The year was 1975. Pier Pasolini‘s last few few ventures were not received well. What was to be his last film, released. Films were no longer safe now. Banned in almost every country it penetrated, Salò (1975) is a disturbing account of 4 Fascist officials running riot in a holiday villa. A few dozen teens are “captured” brought to the mansion. They are made to perform grotesque sexual acts while the “ladies of the house” narrate erotic and perverse stories. In another round of events, the inmates are forced to dine on human faeces. The ones that do not follow the instructions are tortured and even put to death. After all the debauchery, the officials take pleasure in watching the “violators” being brutally dismembered. More description of the scenes will be futile.
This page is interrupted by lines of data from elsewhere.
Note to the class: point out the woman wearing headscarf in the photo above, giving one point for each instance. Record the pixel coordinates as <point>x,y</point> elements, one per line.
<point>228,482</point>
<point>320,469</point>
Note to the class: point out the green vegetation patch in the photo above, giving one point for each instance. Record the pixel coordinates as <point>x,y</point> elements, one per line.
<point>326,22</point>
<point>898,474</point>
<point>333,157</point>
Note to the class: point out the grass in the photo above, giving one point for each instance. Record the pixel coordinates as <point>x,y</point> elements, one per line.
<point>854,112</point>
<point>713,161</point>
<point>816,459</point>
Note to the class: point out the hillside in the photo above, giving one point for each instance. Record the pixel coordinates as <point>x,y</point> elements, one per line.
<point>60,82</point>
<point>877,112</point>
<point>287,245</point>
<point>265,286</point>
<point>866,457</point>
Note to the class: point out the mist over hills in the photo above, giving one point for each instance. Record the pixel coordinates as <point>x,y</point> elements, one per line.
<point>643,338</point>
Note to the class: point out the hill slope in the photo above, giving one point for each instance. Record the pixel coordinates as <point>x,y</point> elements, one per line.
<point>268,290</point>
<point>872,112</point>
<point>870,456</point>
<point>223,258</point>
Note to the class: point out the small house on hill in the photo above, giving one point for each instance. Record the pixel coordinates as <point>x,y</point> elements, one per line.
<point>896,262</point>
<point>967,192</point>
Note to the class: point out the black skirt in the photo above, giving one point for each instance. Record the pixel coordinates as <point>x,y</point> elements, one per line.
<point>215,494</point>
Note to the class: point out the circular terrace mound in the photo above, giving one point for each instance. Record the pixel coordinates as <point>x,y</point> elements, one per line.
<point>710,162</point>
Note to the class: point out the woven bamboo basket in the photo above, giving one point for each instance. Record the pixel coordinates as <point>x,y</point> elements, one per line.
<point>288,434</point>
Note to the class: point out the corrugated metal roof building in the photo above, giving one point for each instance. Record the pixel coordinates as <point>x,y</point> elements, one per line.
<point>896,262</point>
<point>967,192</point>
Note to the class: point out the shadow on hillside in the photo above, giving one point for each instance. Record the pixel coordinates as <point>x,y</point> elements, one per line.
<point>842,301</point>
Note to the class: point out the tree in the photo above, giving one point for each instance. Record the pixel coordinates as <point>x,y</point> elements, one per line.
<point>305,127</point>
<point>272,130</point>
With what exact state of mind did Pasolini make this film, I don’t know. To me, Pasolini’s depressing work looks like a satire on overuse of power, especially pointing out to the division of classes in Capitalism (with Pasolini himself being a member of Italian Communist Party). Whatever be it, Salò has the power and the influence to be considered one of the critical films of the 20th century.